Verilog math functions can be used in place of constant expressions and supports both integer and real maths.
Integer Math Functions
The function $clog2 returns the ceiling of log2 of the given argument.
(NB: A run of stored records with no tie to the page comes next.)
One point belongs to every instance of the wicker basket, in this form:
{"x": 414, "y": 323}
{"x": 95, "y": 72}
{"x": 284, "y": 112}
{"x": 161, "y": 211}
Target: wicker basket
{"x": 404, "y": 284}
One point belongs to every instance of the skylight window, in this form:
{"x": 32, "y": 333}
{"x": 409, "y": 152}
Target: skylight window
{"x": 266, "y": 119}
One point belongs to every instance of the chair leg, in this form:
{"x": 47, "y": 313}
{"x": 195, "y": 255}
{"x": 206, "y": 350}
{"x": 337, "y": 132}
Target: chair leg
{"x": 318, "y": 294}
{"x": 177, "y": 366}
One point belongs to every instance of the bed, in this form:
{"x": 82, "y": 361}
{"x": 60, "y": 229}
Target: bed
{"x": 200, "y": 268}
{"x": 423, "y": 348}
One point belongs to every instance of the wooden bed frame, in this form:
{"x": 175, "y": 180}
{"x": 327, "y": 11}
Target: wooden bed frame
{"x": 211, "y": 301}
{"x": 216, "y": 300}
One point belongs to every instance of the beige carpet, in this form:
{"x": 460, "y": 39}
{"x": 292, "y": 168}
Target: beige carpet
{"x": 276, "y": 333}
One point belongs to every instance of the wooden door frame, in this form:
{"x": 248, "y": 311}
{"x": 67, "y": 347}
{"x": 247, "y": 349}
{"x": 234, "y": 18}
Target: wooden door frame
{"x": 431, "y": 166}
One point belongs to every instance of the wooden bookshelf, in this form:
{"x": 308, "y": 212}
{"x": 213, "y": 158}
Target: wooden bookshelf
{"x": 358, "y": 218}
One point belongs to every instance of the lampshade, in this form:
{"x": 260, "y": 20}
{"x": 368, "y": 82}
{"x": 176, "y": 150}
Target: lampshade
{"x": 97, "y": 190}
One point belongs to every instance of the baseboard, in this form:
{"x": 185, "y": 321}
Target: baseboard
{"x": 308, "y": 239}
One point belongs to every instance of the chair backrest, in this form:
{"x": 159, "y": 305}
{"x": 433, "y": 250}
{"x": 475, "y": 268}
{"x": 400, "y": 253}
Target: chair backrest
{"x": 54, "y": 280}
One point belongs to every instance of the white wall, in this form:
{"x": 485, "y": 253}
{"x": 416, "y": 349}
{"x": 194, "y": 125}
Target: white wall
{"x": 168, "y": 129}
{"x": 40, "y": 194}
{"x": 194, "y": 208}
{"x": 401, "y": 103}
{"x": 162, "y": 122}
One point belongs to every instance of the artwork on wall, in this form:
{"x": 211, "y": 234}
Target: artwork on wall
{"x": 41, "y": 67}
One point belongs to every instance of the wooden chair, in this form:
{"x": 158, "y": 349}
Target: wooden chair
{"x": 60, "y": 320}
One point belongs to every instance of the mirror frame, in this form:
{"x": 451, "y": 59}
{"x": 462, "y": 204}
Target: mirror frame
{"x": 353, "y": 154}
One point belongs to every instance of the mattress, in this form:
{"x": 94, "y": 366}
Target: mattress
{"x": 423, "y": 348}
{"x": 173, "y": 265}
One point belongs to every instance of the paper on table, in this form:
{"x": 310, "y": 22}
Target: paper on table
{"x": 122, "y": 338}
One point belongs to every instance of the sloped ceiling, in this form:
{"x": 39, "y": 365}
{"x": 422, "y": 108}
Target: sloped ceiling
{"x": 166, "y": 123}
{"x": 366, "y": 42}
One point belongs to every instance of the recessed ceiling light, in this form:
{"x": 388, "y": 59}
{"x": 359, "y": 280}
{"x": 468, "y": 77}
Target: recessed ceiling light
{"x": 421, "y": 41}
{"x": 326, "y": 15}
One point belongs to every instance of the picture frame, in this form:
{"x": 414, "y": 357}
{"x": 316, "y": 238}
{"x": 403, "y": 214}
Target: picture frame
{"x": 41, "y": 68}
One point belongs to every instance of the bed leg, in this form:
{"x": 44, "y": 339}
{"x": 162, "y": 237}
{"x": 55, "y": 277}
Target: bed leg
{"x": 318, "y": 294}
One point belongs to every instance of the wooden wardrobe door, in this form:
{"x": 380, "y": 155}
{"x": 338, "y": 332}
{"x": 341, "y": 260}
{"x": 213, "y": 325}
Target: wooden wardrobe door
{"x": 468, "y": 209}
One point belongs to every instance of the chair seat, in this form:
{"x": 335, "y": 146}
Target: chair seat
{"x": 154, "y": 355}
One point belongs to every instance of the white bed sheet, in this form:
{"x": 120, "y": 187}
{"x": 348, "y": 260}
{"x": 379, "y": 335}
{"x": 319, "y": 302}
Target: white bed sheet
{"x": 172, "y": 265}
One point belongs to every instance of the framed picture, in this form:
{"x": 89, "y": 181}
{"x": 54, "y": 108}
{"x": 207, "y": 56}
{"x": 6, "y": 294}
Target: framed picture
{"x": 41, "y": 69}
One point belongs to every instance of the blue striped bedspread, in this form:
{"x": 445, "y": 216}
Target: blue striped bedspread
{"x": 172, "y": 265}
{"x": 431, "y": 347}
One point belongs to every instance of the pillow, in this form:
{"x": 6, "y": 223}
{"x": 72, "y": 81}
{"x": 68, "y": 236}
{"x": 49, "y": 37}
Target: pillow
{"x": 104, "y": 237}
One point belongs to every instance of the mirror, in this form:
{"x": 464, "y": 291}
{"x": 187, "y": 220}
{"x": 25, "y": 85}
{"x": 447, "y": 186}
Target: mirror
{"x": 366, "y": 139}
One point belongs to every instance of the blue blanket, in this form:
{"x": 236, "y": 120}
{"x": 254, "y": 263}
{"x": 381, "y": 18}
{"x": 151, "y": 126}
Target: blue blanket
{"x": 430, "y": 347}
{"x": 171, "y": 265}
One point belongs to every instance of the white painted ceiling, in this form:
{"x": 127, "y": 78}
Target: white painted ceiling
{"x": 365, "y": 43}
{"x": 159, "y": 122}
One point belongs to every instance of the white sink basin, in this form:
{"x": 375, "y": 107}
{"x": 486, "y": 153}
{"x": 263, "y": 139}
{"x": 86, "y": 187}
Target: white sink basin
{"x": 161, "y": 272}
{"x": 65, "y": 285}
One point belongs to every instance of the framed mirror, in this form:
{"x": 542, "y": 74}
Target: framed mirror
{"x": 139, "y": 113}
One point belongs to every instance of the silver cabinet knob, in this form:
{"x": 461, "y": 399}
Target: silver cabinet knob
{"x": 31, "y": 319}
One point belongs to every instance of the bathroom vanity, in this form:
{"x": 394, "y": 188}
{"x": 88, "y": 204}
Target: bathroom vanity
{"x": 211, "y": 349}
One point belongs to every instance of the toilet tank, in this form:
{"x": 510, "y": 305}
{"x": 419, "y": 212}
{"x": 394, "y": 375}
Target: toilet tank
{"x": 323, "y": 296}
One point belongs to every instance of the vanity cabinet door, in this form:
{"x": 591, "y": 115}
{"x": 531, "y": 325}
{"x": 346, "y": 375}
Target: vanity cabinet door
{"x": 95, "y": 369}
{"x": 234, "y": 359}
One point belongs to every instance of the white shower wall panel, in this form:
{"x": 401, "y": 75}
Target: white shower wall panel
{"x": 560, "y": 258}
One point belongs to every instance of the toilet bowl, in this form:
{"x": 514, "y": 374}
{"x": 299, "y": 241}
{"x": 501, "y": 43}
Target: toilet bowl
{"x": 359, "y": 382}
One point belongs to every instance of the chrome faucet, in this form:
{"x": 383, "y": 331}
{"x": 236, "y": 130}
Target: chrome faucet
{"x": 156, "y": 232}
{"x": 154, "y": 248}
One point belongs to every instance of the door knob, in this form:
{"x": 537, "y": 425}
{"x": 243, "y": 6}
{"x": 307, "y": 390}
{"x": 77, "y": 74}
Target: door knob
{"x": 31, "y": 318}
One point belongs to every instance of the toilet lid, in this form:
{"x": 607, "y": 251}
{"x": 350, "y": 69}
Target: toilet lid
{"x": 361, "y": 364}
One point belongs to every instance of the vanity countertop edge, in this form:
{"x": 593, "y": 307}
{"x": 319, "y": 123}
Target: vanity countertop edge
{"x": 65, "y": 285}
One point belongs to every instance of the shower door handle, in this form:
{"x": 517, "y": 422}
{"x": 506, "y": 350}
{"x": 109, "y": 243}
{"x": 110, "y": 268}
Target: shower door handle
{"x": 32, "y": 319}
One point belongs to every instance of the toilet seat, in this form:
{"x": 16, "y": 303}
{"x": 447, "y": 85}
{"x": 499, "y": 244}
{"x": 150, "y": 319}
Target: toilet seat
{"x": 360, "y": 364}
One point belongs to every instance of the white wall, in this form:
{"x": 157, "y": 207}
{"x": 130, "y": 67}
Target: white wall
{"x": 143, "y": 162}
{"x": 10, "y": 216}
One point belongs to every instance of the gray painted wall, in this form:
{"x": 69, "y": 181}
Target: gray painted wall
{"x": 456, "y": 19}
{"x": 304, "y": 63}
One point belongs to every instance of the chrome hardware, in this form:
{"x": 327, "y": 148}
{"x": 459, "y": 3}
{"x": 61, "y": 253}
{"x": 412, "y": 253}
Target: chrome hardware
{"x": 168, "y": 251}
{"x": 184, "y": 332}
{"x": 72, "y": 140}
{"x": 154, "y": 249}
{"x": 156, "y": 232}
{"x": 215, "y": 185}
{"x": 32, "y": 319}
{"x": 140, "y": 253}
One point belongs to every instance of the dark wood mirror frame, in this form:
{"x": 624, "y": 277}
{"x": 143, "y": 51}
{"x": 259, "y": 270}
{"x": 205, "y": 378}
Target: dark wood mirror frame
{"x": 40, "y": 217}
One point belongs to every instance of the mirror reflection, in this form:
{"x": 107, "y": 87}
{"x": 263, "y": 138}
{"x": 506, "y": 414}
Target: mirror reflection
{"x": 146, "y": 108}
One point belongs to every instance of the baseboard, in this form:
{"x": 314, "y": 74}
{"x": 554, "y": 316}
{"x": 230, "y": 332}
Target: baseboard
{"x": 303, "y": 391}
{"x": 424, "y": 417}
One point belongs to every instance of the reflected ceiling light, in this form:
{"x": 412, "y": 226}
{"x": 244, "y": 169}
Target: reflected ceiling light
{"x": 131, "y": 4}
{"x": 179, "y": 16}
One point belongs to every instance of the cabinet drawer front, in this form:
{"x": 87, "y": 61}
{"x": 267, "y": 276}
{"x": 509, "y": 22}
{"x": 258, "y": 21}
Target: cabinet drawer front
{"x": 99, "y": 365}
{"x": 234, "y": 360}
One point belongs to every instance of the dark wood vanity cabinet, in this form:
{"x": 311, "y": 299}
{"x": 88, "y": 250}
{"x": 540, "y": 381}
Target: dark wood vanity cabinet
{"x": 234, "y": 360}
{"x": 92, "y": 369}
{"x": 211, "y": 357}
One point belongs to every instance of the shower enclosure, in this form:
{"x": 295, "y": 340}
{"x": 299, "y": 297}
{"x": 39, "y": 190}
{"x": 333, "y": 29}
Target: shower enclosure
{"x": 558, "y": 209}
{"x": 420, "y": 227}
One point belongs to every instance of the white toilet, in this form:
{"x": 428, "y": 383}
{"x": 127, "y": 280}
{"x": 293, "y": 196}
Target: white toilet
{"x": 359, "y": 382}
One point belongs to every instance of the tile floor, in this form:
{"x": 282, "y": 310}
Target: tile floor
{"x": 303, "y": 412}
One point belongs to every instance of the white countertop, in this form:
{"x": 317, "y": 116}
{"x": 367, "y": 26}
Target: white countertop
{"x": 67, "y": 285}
This is typically used to calculate the minimum width required to address a memory of given size.
For example, if the design has 7 parallel adders, then the minimum number of bits required to represent all 7 adders is $clog2 of 7 that yields 3.
module des
#(parameter NUM_UNITS = 7)
// Use of this system function helps to reduce the
// number of input wires to this module
(input [$clog2(NUM_UNITS)-1:0] active_unit);
initial
$monitor("active_unit = %d", active_unit);
endmodule
`define NUM_UNITS 5
module tb;
integer i;
reg [`NUM_UNITS-1:0] active_unit;
des #(.NUM_UNITS(`NUM_UNITS)) u0(active_unit);
initial begin
active_unit = 1;
#10 active_unit = 7;
#10 active_unit = 8;
end
endmodule
Note that the signal active_unit has 3-bits to store total 5 units.
Simulation Log
xcelium> run active_unit = 001 active_unit = 111 active_unit = 000 xmsim: *W,RNQUIE: Simulation is complete.
Real Math Functions
These system functions accept real arguments and return a real number.
| Function | Description |
|---|---|
| $ln(x) | Natural logarithm log(x) |
| $log10(x) | Decimal Logarithm log10(x) |
| exp(x) | Exponential of x (ex) where e=2.718281828... |
| sqrt(x) | Square root of x |
| $pow(x, y) | xy |
| $floor(x) | Floor x |
| $ceil(x) | Ceiling x |
| $sin(x) | Sine of x where x is in radians |
| $cos(x) | Cosine of x where x is in radians |
| $tan(x) | Tangent of x where x is in radians |
| $asin(x) | Arc-Sine of x |
| $acos(x) | Arc-Cosine of x |
| $atan(x) | Arc-tangent of x |
| $atan2(x, y) | Arc-tangent of x/y |
| $hypot(x, y) | Hypotenuse of x and y : sqrt(xx + yy) |
| $sinh(x) | Hyperbolic Sine of x |
| $cosh(x) | Hyperbolic-Cosine of x |
| $tanh(x) | Hyperbolic-Tangent of x |
| $asinh(x) | Arc-hyperbolic Sine of x |
| $acosh(x) | Arc-hyperbolic Cosine of x |
| $atanh(x) | Arc-hyperbolic tangent of x |
module tb;
real x, y;
initial begin
x = 10000;
$display("$log10(%0.3f) = %0.3f", x, $log10(x));
x = 1;
$display("$ln(%0.3f) = %0.3f", x, $ln(x));
x = 2;
$display("$exp(%0.3f) = %0.3f", x, $exp(x));
x = 25;
$display("$sqrt(%0.3f) = %0.3f", x, $sqrt(x));
x = 5;
y = 3;
$display("$pow(%0.3f, %0.3f) = %0.3f", x, y, $pow(x, y));
x = 2.7813;
$display("$floor(%0.3f) = %0.3f", x, $floor(x));
x = 7.1111;
$display("$ceil(%0.3f) = %0.3f", x, $ceil(x));
x = 30 * (22.0/7.0) / 180; // convert 30 degrees to radians
$display("$sin(%0.3f) = %0.3f", x, $sin(x));
x = 90 * (22.0/7.0) / 180;
$display("$cos(%0.3f) = %0.3f", x, $cos(x));
x = 45 * (22.0/7.0) / 180;
$display("$tan(%0.3f) = %0.3f", x, $tan(x));
x = 0.5;
$display("$asin(%0.3f) = %0.3f rad, %0.3f deg", x, $asin(x), $asin(x) * 7.0/22.0 * 180);
x = 0;
$display("$acos(%0.3f) = %0.3f rad, %0.3f deg", x, $acos(x), $acos(x) * 7.0/22.0 * 180);
x = 1;
$display("$atan(%0.3f) = %0.3f rad, %f deg", x, $atan(x), $atan(x) * 7.0/22.0 * 180);
end
endmodule
Simulation Log
xcelium> run $log10(10000.000) = 4.000 $ln(1.000) = 0.000 $exp(2.000) = 7.389 $sqrt(25.000) = 5.000 $pow(5.000, 3.000) = 125.000 $floor(2.781) = 2.000 $ceil(7.111) = 8.000 $sin(0.524) = 0.500 $cos(1.571) = -0.001 $tan(0.786) = 1.001 $asin(0.500) = 0.524 rad, 29.988 deg $acos(0.000) = 1.571 rad, 89.964 deg $atan(1.000) = 0.785 rad, 44.981895 deg xmsim: *W,RNQUIE: Simulation is complete.